Italy's universities have undergone their first comprehensive evaluation. Pictured are students at the University of Bologna, founded in 1088 ad and considered Europe's oldest. Credit: Silvia Morara/Corbis

Exam season is over for Italian universities, and the results are in. An ambitious evaluation exercise has ranked the country's universities and research institutes according to the quality of their scientific output. The data will be used to award extra funds to the best-ranking centres. But some critics say that the report's methodology is not reliable and may lead to distortions in budget allocation.

The National Agency for the Evaluation of the University System and Research (ANVUR) presented its first report in Rome on 16 July. The University of Padua stands out as the best large university overall, making the top spot in 7 out of 14 research areas. The University of Trento tops the ranking for medium ones, and the Scuola Superiore Sant'Anna in Pisa, an elite applied-science school, took the first place among small universities.

“There were no big surprises,” says ANVUR president Stefano Fantoni. “Italian universities have a good average scientific output, particularly in chemistry, physics and industrial engineering, but with great differences. Small universities work better than large ones, and the best ones are mostly in the north”.

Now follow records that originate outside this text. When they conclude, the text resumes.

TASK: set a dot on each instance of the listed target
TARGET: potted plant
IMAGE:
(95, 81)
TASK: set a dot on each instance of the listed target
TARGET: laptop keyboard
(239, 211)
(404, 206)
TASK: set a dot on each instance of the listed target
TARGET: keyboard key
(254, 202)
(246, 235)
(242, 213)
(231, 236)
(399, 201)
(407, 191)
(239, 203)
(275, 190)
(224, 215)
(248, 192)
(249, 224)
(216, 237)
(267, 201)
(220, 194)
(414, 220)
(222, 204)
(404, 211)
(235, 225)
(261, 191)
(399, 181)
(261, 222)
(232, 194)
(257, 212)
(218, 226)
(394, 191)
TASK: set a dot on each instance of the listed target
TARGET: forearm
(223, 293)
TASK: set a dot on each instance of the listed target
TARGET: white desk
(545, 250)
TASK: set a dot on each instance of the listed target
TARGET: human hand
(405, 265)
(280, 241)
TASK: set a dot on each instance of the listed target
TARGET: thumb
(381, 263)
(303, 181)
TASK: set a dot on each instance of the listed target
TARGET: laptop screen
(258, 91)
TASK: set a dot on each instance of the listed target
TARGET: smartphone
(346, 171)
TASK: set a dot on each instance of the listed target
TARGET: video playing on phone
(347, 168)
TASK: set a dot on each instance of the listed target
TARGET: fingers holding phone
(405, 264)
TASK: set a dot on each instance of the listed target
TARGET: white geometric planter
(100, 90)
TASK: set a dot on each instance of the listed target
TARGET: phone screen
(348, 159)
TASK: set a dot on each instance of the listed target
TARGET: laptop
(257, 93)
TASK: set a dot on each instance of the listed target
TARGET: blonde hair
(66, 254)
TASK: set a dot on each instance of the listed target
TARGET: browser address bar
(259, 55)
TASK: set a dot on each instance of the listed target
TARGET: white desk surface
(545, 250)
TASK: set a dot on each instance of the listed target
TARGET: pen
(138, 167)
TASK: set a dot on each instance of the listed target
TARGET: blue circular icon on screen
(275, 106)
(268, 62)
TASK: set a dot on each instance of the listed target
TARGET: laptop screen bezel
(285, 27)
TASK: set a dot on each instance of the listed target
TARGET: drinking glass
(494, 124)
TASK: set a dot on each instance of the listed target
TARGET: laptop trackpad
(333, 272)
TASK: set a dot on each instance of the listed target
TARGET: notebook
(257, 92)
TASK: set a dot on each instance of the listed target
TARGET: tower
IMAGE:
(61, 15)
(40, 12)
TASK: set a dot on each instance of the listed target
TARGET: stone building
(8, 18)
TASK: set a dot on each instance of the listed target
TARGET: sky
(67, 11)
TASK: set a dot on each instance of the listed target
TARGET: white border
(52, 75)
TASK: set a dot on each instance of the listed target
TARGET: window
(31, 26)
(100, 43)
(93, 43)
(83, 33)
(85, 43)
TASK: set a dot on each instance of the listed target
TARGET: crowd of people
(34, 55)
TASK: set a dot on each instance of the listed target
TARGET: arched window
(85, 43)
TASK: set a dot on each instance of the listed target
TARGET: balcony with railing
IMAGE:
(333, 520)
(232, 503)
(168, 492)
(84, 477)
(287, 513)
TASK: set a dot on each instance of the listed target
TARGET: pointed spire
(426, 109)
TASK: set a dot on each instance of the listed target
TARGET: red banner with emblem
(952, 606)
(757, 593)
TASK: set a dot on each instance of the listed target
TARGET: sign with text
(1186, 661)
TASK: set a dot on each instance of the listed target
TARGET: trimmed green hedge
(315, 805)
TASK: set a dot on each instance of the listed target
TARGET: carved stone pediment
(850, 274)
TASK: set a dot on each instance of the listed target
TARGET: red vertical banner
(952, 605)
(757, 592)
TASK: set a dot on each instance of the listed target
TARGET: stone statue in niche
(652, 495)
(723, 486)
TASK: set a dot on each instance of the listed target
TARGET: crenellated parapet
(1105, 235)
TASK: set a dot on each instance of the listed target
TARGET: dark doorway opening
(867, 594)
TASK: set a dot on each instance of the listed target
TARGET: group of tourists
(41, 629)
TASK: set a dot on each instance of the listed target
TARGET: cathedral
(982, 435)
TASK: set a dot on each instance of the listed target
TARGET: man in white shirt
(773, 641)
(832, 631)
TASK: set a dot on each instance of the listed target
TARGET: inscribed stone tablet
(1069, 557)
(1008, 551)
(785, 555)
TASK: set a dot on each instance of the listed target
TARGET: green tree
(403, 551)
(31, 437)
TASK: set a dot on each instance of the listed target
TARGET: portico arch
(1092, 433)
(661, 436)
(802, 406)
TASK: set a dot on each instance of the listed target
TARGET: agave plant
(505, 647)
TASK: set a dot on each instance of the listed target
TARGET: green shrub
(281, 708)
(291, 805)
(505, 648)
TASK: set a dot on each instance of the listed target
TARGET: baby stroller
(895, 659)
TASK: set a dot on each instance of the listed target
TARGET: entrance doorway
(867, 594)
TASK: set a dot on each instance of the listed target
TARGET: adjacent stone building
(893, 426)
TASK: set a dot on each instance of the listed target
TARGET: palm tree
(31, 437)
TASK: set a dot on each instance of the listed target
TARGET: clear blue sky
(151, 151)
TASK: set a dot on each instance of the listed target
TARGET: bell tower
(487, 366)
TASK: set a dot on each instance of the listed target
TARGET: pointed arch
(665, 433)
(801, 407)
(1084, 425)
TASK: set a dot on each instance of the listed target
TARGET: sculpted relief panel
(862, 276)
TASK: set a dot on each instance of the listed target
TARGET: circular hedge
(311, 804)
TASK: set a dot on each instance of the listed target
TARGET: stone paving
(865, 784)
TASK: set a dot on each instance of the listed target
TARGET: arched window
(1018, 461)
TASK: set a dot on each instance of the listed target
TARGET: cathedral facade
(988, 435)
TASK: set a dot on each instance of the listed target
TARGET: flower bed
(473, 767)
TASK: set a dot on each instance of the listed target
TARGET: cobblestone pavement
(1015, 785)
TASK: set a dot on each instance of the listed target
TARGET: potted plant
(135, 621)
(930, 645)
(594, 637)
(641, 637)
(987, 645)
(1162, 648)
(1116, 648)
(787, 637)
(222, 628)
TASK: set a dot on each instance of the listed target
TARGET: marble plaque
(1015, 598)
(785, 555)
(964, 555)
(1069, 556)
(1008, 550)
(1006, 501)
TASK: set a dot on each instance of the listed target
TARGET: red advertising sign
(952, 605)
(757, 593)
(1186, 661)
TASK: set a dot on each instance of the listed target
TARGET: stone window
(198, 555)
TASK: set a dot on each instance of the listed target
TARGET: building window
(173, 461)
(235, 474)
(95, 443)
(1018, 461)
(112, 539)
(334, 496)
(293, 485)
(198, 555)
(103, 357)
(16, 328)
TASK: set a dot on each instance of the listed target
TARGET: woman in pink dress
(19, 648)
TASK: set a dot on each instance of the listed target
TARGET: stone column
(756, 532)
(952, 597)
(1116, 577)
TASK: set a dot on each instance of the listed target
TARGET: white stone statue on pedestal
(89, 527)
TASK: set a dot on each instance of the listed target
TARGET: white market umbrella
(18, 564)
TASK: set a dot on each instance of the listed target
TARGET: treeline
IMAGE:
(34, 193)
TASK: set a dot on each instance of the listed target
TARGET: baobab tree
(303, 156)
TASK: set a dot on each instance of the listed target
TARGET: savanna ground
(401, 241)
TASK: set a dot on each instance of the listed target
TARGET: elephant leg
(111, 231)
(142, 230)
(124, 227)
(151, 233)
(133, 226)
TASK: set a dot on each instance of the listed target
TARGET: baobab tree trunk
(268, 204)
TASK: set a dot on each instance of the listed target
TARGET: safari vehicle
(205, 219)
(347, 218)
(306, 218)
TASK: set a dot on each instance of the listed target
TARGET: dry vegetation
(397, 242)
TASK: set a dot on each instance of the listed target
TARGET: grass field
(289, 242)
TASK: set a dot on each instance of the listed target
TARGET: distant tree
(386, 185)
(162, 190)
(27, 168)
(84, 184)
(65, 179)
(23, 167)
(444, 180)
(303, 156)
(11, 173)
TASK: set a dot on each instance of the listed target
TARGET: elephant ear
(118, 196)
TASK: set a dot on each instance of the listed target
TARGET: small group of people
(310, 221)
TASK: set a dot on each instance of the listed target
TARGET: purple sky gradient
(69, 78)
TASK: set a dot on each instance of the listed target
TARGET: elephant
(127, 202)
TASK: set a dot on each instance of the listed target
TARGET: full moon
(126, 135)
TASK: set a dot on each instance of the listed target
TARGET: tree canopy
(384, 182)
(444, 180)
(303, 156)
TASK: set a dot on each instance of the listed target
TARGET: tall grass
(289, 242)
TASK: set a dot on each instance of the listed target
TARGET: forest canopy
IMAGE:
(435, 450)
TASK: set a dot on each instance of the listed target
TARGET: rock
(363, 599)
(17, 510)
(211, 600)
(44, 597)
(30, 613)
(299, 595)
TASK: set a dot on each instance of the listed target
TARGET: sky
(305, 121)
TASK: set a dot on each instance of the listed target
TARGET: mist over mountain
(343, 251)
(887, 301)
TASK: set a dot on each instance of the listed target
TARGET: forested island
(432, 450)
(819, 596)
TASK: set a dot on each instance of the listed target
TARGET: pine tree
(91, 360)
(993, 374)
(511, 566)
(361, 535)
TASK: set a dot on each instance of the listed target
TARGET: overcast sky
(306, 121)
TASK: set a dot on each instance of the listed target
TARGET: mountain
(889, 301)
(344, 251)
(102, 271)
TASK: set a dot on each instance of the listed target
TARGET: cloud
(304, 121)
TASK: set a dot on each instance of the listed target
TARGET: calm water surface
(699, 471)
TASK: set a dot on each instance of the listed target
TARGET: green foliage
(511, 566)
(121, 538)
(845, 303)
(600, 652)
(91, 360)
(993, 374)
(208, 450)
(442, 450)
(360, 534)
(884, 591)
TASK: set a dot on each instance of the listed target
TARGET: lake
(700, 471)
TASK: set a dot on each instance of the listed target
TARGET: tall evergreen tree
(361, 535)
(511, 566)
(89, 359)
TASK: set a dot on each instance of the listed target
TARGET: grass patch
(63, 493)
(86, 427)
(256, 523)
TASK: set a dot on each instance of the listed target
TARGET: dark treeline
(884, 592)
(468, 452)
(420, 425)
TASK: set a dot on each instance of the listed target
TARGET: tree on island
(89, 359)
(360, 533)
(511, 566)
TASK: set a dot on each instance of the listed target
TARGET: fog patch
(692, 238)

ANVUR was established by a 2006 law with the goal of increasing meritocracy in Italian research, and was modelled after organizations and systems such as the French evaluation agency for research and higher education (Aeres) and the UK Research Excellence Framework (REF).

In November 2011, after five years of preparation, ANVUR embarked on an assessment of 95 universities, 21 research agencies or institutes, and 17 inter-university consortia. All faculty members and researchers were asked to submit a sample of their 'research products' from the period 2004–10: university employees had to provide three examples, and researchers with no teaching commitments had to give six.

Piece by piece

In addition to academic papers, accepted products included book chapters, patent applications, databases, conference proceedings and, for the humanities, works of art or exhibition projects. The agency received a total of almost 185,000 such items, which were then evaluated by 450 experts divided into 14 groups corresponding to different research areas.

Each group chose its own methodology, using both bibliometrics (a quantitative analysis of the impact of journal papers) and peer review — with the help of about 14,000 external reviewers, of whom more than 4,000 were from outside Italy. “Bibliometrics was prevalent in hard sciences, life sciences and engineering, whereas for social sciences and humanities only peer review was used,” says Sergio Benedetto, a telecommunications specialist formerly at the Polytechnic University of Turin who led the evaluation process for ANVUR.

Data were then distilled into scores assigned to individual institutes. Rankings for large, medium and small universities were made in each research area, with separate rankings for research agencies and consortia.

There were some surprises among the rankings of the largest research agencies. Italy's main scientific body, the National Research Council (CNR), ranked well below the National Institute of Geophysics and Volcanology (INGV), the National Institute of Nuclear Physics (INFN) and the National Institute for Astrophysics (INAF) in terms of overall quality. Benedetto explained at the presentation that this was because the CNR had submitted significantly fewer products than requested. But CNR president Luigi Nicolais said that his agency is not involved solely in research: it also oversees other concerns, such as technology transfer, which ANVUR failed to recognize.

Statistical error?

ANVUR's methodology was also criticized by a group of researchers and professors who for months have been voicing their concerns on a website called ROARS (Return on Academic Research). Giuseppe De Nicolao, a data analyst at the University of Pavia and a ROARS contributor, says, “Bibliometrics may be useful for large-scale statistics at the level of whole countries or large research institutes, but not for automatic evaluation of papers.”

Benedetto disagrees. “We were not so naive. We combined different bibliometrics systems, using both Journal Impact Factor and citation indexes, and resorting to peer review whenever their results were not consistent.” He notes that peer review is also being criticized widely for being unreliable, and that using it alone would be too costly and time consuming.

ANVUR data on universities will be used by Italy's education and research ministry to award about €540 million (US$711 million) in 'prize funds', part of the government's 2013 university budget. But the exact criteria for translating ANVUR rankings into shares of those funds are still being worked out, a spokesperson for the ministry told Nature.

It is unclear what effect the evaluation will have for research agencies and other institutes. Research minister Maria Chiara Carrozza said that such organizations may receive a limited amount of prize funds on the basis of ANVUR data, but that a further re-analysis is needed to make sure the data “take into account the great differences among these institutes”. The ANVUR rankings may play a part in a continuing debate about the possibility of merging some of those institutes to save costs.